Our first example is simple yet illustrative. We’ll create a model that adds a specified numeric value, n, to all columns of a Pandas DataFrame input. This will demonstrate the process of defining a custom model, saving it, loading it back, and performing predictions.

Step 1: Define the Model Class

We begin by defining a Python class for our model. This class should inherit from mlflow.pyfunc.PythonModel and implement the necessary methods.

[1]:
import mlflow.pyfunc


class AddN(mlflow.pyfunc.PythonModel):
    """
    A custom model that adds a specified value `n` to all columns of the input DataFrame.

    Attributes:
    -----------
    n : int
        The value to add to input columns.
    """

    def __init__(self, n):
        """
        Constructor method. Initializes the model with the specified value `n`.

        Parameters:
        -----------
        n : int
            The value to add to input columns.
        """
        self.n = n

    def predict(self, context, model_input, params=None):
        """
        Prediction method for the custom model.

        Parameters:
        -----------
        context : Any
            Ignored in this example. It's a placeholder for additional data or utility methods.

        model_input : pd.DataFrame
            The input DataFrame to which `n` should be added.

        params : dict, optional
            Additional prediction parameters. Ignored in this example.

        Returns:
        --------
        pd.DataFrame
            The input DataFrame with `n` added to all columns.
        """
        return model_input.apply(lambda column: column + self.n)

Step 2: Save the Model

Now that our model class is defined, we can instantiate it and save it using MLflow.

[2]:
# Define the path to save the model
model_path = "/tmp/add_n_model"

# Create an instance of the model with `n=5`
add5_model = AddN(n=5)

# Save the model using MLflow
mlflow.pyfunc.save_model(path=model_path, python_model=add5_model)
/Users/benjamin.wilson/miniconda3/envs/mlflow-dev-env/lib/python3.8/site-packages/_distutils_hack/__init__.py:30: UserWarning: Setuptools is replacing distutils.
  warnings.warn("Setuptools is replacing distutils.")

Step 3: Load the Model

With our model saved, we can load it back using MLflow and then use it for predictions.

[3]:
# Load the saved model
loaded_model = mlflow.pyfunc.load_model(model_path)

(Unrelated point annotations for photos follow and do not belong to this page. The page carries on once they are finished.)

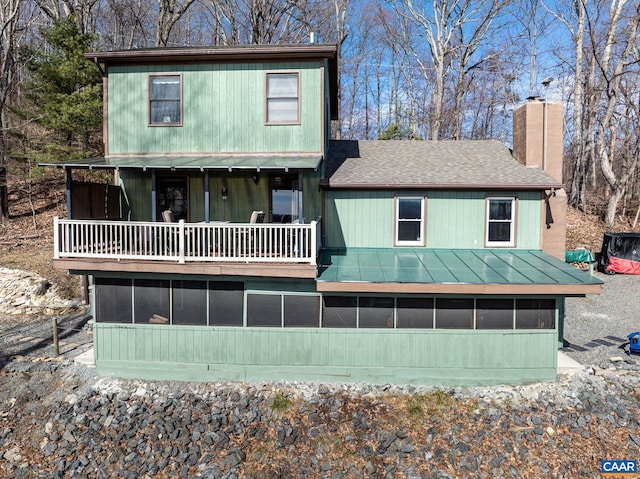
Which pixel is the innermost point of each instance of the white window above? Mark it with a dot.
(409, 221)
(283, 104)
(500, 222)
(165, 100)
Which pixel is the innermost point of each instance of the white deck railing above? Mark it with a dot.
(183, 242)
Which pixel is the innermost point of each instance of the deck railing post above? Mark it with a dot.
(56, 238)
(314, 233)
(181, 242)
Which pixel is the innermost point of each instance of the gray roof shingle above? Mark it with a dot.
(485, 164)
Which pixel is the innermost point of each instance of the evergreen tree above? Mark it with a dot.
(65, 96)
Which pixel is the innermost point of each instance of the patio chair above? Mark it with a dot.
(245, 236)
(257, 217)
(167, 216)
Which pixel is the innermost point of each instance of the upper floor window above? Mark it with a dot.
(165, 100)
(283, 98)
(409, 221)
(500, 222)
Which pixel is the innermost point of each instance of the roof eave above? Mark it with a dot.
(442, 186)
(459, 288)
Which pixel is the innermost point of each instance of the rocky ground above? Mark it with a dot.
(59, 419)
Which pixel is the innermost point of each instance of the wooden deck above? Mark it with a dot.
(287, 250)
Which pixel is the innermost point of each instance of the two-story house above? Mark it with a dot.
(238, 242)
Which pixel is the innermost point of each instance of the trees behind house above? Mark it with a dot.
(409, 69)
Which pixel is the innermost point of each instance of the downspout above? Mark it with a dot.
(68, 190)
(544, 136)
(300, 205)
(154, 213)
(207, 213)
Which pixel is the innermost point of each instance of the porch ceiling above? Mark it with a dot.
(227, 162)
(451, 271)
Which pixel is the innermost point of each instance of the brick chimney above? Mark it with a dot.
(537, 136)
(538, 142)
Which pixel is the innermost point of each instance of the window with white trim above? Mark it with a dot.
(165, 100)
(283, 98)
(409, 221)
(501, 221)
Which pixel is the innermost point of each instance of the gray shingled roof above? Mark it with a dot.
(486, 164)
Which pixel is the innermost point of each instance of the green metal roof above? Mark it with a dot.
(203, 162)
(455, 271)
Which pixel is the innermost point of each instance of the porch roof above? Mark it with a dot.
(227, 162)
(451, 271)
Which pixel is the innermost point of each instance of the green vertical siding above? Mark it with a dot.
(223, 110)
(454, 219)
(359, 219)
(417, 356)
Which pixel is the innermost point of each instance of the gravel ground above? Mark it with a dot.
(597, 326)
(32, 338)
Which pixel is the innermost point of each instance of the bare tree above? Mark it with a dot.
(454, 32)
(81, 9)
(169, 12)
(612, 72)
(125, 24)
(9, 21)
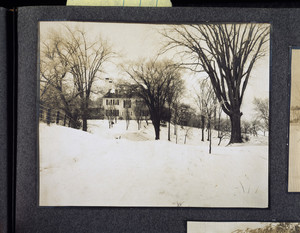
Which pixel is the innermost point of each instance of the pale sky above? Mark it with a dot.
(134, 42)
(295, 80)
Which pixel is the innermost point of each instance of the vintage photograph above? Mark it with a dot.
(294, 137)
(153, 114)
(243, 227)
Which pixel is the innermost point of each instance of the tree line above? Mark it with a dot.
(71, 63)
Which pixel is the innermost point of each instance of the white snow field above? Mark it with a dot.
(119, 167)
(294, 158)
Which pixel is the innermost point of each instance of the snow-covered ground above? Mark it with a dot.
(294, 158)
(119, 167)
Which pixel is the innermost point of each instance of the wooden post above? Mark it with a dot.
(48, 118)
(57, 117)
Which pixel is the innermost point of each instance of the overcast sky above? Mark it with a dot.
(134, 42)
(295, 82)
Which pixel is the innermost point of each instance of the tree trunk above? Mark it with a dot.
(157, 129)
(169, 131)
(202, 127)
(84, 122)
(236, 136)
(209, 130)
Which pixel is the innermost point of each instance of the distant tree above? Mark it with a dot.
(262, 112)
(153, 80)
(207, 102)
(127, 106)
(72, 63)
(227, 53)
(139, 112)
(175, 92)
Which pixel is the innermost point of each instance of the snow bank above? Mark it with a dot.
(115, 167)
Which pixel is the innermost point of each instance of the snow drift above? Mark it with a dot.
(115, 167)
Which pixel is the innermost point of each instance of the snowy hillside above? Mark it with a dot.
(118, 167)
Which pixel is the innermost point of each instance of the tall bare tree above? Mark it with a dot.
(153, 80)
(78, 58)
(262, 112)
(227, 53)
(175, 92)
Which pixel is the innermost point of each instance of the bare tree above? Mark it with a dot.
(207, 103)
(262, 112)
(153, 80)
(227, 53)
(210, 104)
(127, 106)
(78, 58)
(175, 91)
(56, 87)
(140, 112)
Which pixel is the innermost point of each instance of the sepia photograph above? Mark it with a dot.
(243, 227)
(162, 115)
(294, 133)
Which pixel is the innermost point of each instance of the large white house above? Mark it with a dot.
(122, 104)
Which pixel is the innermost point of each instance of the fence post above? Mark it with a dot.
(48, 118)
(57, 117)
(41, 114)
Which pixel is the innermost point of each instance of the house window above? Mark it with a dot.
(127, 103)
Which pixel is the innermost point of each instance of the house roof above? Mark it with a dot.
(120, 93)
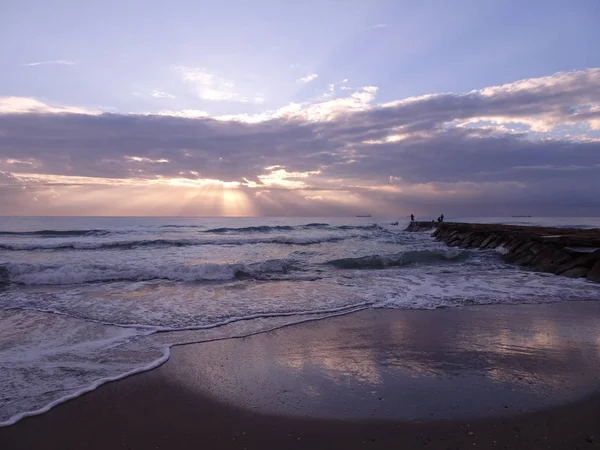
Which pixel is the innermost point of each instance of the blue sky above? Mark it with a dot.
(258, 63)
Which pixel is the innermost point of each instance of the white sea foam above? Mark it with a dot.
(71, 320)
(41, 274)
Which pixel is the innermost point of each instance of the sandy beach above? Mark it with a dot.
(507, 377)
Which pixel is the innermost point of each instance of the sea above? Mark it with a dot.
(84, 301)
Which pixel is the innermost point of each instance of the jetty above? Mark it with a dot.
(570, 252)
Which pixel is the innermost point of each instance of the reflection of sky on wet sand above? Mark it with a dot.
(407, 364)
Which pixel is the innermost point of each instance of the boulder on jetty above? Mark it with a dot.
(570, 252)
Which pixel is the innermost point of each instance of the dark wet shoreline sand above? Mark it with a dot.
(514, 377)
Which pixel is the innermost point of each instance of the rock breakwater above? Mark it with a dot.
(569, 252)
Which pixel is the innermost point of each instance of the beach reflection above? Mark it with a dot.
(485, 360)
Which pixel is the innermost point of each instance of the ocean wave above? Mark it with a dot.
(144, 243)
(56, 233)
(40, 274)
(399, 259)
(257, 229)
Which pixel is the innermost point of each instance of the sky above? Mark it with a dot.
(312, 108)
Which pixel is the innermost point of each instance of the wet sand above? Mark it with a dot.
(507, 377)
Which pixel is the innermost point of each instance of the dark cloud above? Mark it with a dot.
(445, 154)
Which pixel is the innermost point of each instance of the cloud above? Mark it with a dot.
(522, 148)
(161, 94)
(61, 62)
(308, 78)
(23, 105)
(209, 86)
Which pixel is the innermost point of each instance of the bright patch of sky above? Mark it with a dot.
(251, 53)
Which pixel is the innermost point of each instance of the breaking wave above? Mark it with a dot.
(143, 243)
(56, 233)
(39, 274)
(399, 259)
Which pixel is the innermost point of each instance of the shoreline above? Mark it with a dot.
(307, 381)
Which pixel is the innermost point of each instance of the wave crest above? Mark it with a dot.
(399, 259)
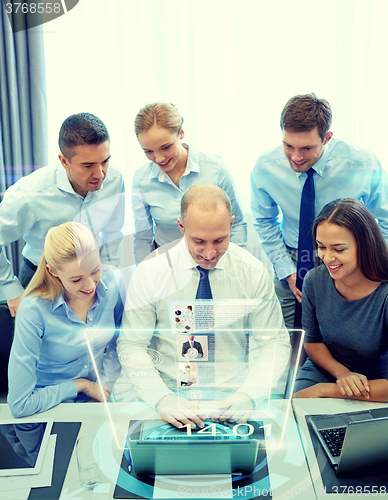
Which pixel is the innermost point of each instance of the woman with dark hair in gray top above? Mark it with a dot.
(345, 307)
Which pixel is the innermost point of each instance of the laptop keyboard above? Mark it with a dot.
(334, 439)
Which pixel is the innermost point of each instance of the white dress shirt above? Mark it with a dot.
(173, 276)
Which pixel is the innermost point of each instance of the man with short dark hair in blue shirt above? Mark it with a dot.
(338, 170)
(80, 189)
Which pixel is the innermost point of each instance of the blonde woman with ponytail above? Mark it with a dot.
(66, 311)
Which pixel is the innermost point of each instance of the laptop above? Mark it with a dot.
(157, 448)
(354, 440)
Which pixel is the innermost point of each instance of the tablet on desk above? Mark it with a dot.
(23, 446)
(158, 448)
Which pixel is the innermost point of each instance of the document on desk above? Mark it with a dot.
(205, 486)
(26, 482)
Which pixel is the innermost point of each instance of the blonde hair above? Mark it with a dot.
(161, 114)
(63, 243)
(207, 196)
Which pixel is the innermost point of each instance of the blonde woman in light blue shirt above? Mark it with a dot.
(67, 317)
(173, 168)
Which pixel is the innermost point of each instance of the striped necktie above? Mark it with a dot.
(306, 220)
(203, 290)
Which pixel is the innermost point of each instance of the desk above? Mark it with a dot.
(304, 407)
(289, 475)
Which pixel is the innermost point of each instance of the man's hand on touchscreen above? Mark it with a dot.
(236, 408)
(180, 412)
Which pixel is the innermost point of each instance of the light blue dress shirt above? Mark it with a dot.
(156, 200)
(343, 171)
(50, 349)
(44, 199)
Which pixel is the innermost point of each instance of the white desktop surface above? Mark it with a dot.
(289, 475)
(312, 406)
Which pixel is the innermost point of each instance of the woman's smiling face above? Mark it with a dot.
(337, 248)
(162, 147)
(80, 282)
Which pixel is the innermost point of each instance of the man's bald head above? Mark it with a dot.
(206, 223)
(207, 197)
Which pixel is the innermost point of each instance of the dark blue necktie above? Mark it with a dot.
(306, 220)
(203, 290)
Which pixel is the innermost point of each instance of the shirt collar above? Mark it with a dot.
(320, 165)
(63, 182)
(100, 292)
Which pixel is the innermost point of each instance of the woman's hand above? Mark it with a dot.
(353, 384)
(315, 391)
(93, 389)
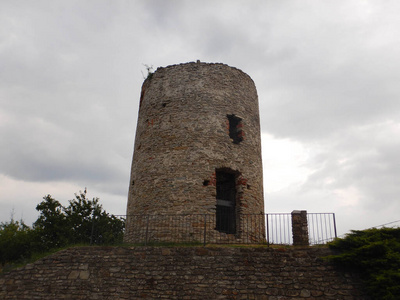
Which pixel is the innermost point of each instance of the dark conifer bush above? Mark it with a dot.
(375, 254)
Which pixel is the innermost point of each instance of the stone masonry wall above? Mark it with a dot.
(182, 273)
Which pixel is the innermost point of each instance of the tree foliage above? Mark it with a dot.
(375, 253)
(15, 241)
(83, 221)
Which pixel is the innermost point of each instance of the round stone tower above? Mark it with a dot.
(197, 169)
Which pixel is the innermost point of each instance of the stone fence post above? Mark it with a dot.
(300, 228)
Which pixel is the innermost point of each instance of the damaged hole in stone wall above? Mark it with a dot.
(235, 128)
(226, 202)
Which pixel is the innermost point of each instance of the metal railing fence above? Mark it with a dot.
(271, 228)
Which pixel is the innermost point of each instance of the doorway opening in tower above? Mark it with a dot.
(235, 128)
(226, 201)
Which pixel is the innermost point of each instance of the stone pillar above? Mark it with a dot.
(300, 228)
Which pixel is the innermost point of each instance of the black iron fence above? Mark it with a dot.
(272, 228)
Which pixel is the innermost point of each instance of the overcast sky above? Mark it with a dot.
(327, 75)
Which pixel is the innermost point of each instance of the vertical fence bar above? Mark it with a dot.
(334, 224)
(147, 230)
(205, 230)
(267, 229)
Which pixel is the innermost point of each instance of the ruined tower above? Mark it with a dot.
(197, 157)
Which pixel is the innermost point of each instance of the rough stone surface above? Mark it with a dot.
(182, 273)
(182, 139)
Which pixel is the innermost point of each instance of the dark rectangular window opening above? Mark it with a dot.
(226, 202)
(235, 128)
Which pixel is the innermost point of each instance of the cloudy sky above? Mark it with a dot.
(327, 75)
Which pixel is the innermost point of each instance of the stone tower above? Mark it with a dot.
(197, 157)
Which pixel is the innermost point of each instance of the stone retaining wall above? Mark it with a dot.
(182, 273)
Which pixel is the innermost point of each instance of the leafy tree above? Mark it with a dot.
(15, 241)
(82, 221)
(51, 225)
(89, 223)
(375, 253)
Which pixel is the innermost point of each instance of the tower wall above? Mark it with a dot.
(197, 122)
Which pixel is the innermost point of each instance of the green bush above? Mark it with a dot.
(375, 254)
(83, 221)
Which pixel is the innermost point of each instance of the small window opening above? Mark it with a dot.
(226, 202)
(235, 128)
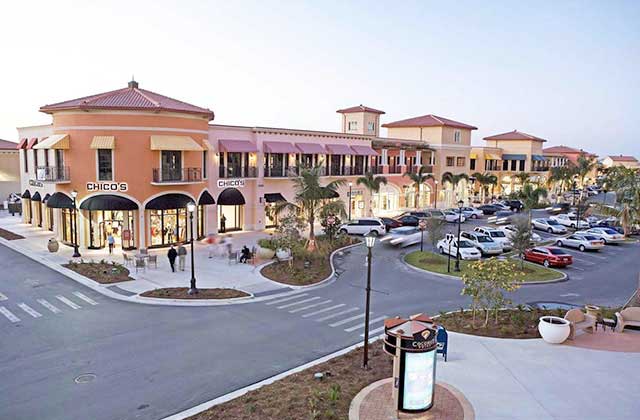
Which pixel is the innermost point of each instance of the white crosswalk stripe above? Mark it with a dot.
(49, 306)
(85, 298)
(313, 305)
(8, 314)
(67, 302)
(28, 309)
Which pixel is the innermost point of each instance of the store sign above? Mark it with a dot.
(107, 186)
(226, 183)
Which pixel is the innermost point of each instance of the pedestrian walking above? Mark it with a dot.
(182, 256)
(172, 254)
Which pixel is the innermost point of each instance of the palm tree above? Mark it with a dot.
(373, 184)
(418, 178)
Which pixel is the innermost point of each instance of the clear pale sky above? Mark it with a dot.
(566, 71)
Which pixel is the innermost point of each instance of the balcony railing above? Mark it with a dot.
(175, 175)
(52, 173)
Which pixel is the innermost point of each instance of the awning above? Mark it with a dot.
(274, 198)
(169, 201)
(311, 148)
(103, 142)
(205, 199)
(60, 200)
(231, 197)
(237, 146)
(108, 202)
(364, 151)
(56, 141)
(339, 149)
(279, 147)
(185, 143)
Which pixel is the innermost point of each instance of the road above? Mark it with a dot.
(150, 362)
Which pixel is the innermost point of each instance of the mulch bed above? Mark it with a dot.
(101, 272)
(9, 236)
(181, 293)
(300, 396)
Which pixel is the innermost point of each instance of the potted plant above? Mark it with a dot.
(553, 329)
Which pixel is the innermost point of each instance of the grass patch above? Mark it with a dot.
(437, 263)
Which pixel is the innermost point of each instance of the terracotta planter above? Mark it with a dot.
(553, 329)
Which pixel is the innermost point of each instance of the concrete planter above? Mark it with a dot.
(553, 329)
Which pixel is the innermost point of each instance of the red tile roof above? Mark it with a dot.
(359, 108)
(514, 135)
(130, 98)
(429, 120)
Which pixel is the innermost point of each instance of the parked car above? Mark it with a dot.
(548, 225)
(485, 244)
(581, 241)
(570, 220)
(497, 235)
(548, 256)
(403, 236)
(449, 245)
(608, 235)
(364, 226)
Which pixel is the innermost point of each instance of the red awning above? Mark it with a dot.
(237, 146)
(339, 149)
(364, 151)
(279, 147)
(311, 148)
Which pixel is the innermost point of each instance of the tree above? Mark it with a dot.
(373, 184)
(418, 178)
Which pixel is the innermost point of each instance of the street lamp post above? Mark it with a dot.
(191, 207)
(74, 223)
(457, 267)
(370, 241)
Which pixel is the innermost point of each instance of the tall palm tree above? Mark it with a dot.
(373, 184)
(418, 178)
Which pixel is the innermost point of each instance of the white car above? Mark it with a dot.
(581, 241)
(497, 235)
(364, 226)
(548, 225)
(485, 244)
(608, 235)
(403, 236)
(570, 220)
(449, 245)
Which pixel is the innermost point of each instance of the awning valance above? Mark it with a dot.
(206, 199)
(239, 146)
(103, 142)
(55, 141)
(231, 197)
(108, 202)
(169, 201)
(185, 143)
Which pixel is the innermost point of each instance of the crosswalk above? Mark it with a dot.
(350, 319)
(41, 307)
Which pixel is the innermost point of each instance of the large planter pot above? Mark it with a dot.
(553, 329)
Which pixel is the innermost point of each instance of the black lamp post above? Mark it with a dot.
(457, 266)
(74, 223)
(370, 241)
(191, 207)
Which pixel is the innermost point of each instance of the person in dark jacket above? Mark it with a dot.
(172, 254)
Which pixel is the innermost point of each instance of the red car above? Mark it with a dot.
(548, 256)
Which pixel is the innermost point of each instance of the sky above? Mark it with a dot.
(566, 71)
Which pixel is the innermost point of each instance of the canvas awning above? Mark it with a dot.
(103, 142)
(55, 141)
(185, 143)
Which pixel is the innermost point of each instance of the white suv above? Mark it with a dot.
(364, 226)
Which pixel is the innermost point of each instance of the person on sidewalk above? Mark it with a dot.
(172, 254)
(182, 256)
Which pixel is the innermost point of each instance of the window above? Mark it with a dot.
(105, 165)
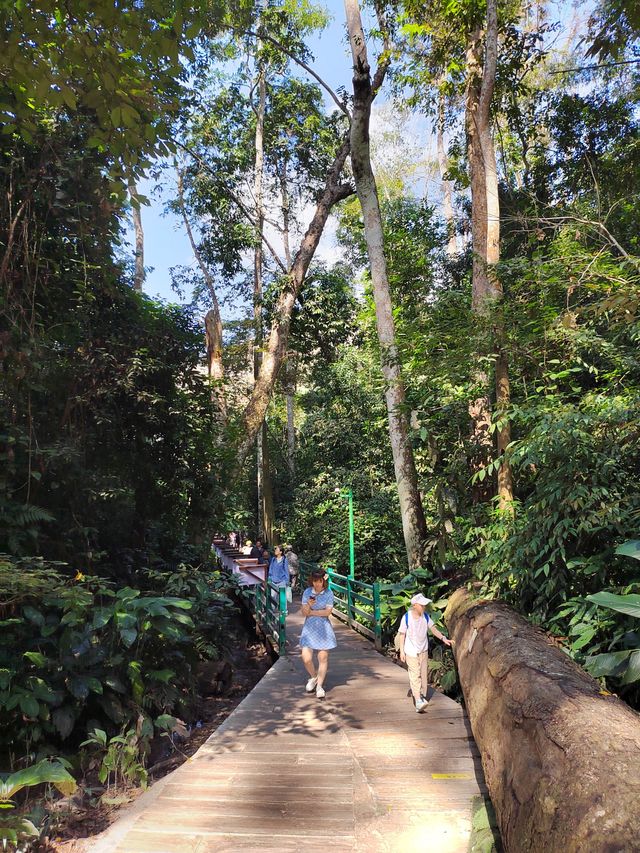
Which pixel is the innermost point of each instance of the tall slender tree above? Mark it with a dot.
(364, 91)
(485, 239)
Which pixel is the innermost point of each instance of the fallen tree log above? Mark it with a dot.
(561, 757)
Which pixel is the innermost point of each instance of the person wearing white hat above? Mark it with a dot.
(413, 642)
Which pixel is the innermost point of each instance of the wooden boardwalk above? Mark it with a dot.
(357, 771)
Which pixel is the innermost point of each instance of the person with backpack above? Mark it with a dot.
(413, 645)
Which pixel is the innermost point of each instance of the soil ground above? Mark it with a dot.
(84, 816)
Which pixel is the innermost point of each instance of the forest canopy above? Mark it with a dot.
(421, 285)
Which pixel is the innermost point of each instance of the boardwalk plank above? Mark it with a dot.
(355, 772)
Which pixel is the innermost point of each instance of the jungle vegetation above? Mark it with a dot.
(465, 358)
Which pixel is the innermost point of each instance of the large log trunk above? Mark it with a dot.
(561, 757)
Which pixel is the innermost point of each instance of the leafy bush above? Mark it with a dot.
(621, 664)
(14, 825)
(80, 654)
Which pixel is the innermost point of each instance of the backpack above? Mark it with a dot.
(396, 641)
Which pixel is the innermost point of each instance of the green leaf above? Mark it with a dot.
(43, 772)
(78, 686)
(33, 615)
(128, 636)
(611, 663)
(64, 720)
(632, 672)
(163, 675)
(36, 657)
(583, 639)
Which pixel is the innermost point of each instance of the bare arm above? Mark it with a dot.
(326, 611)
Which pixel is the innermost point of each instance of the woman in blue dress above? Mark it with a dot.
(317, 633)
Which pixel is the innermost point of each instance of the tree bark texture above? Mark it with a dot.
(261, 466)
(413, 521)
(268, 509)
(138, 279)
(276, 347)
(213, 319)
(561, 757)
(485, 231)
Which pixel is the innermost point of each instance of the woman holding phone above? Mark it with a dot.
(317, 633)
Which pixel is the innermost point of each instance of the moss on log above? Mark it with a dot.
(560, 756)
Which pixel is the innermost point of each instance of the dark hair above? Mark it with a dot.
(319, 574)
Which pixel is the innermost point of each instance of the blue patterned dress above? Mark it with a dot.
(317, 632)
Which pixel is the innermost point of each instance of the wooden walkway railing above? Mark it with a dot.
(357, 771)
(267, 602)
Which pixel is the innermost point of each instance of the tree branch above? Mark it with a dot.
(340, 104)
(234, 198)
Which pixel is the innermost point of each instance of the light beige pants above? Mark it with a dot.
(417, 667)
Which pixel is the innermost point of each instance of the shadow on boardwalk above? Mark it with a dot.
(359, 770)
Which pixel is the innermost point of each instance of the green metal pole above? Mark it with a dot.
(377, 625)
(352, 550)
(282, 621)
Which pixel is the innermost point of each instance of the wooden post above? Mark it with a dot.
(282, 617)
(377, 626)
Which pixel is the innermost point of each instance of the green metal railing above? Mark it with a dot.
(268, 604)
(355, 602)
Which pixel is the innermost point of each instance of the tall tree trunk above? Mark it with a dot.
(213, 319)
(276, 346)
(268, 509)
(413, 522)
(138, 279)
(289, 385)
(485, 225)
(290, 365)
(447, 186)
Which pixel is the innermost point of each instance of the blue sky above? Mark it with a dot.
(166, 242)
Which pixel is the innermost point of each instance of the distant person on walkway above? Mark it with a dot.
(294, 564)
(317, 633)
(257, 552)
(413, 635)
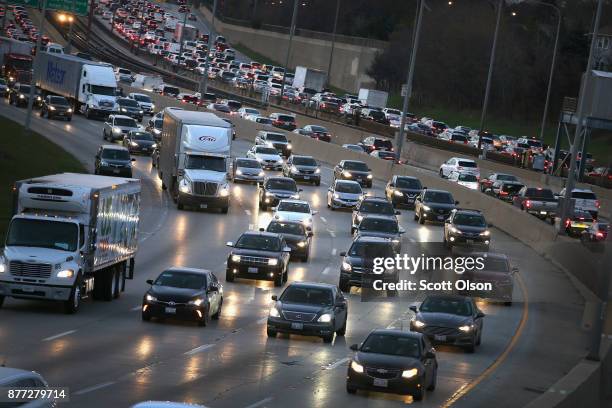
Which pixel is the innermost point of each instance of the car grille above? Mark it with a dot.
(30, 270)
(253, 260)
(382, 373)
(205, 188)
(298, 316)
(440, 331)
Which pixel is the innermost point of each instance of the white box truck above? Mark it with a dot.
(373, 98)
(309, 78)
(71, 235)
(194, 159)
(90, 86)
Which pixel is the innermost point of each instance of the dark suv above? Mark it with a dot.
(433, 205)
(466, 228)
(274, 189)
(113, 160)
(258, 255)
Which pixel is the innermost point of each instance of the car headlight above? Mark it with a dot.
(418, 324)
(66, 273)
(356, 367)
(274, 312)
(325, 318)
(410, 373)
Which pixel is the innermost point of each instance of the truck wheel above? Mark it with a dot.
(71, 305)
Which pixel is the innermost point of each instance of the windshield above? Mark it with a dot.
(391, 344)
(359, 166)
(351, 188)
(103, 90)
(251, 164)
(182, 280)
(441, 197)
(377, 207)
(446, 305)
(281, 185)
(58, 100)
(276, 137)
(304, 161)
(116, 154)
(411, 183)
(470, 220)
(43, 234)
(127, 122)
(378, 224)
(309, 296)
(205, 163)
(293, 207)
(266, 150)
(260, 242)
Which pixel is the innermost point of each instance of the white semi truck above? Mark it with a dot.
(194, 159)
(90, 86)
(71, 235)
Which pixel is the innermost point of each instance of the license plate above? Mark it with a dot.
(381, 382)
(439, 338)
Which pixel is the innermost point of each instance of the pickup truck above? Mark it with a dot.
(538, 201)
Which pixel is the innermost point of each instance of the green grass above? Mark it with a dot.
(22, 157)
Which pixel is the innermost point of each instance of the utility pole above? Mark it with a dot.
(41, 27)
(485, 103)
(204, 80)
(291, 34)
(331, 53)
(409, 80)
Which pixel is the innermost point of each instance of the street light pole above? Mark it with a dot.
(577, 143)
(413, 54)
(485, 103)
(204, 81)
(291, 34)
(331, 53)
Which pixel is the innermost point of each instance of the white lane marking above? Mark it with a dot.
(260, 403)
(198, 349)
(94, 388)
(336, 364)
(57, 336)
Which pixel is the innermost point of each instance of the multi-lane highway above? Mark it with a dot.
(107, 356)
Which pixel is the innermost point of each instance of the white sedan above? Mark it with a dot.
(294, 210)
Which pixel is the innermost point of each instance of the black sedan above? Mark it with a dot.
(310, 309)
(258, 255)
(184, 293)
(139, 142)
(393, 361)
(296, 236)
(449, 319)
(56, 106)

Step 4: Evaluate the Model

Let’s now use our loaded model to perform predictions on a sample input and verify its correctness.

[4]:
import pandas as pd

# Define a sample input DataFrame
model_input = pd.DataFrame([range(10)])

# Use the loaded model to make predictions
model_output = loaded_model.predict(model_input)
[5]:
model_output
[5]:
0 1 2 3 4 5 6 7 8 9
0 5 6 7 8 9 10 11 12 13 14

Conclusion

This simple example demonstrates the power and flexibility of MLflow’s custom pyfunc. By encapsulating arbitrary Python code and its dependencies, custom pyfunc models ensure a consistent and unified interface for a wide range of use cases. Whether you’re working with a niche machine learning framework, need custom preprocessing steps, or want to integrate unique prediction logic, pyfunc is the tool for the job.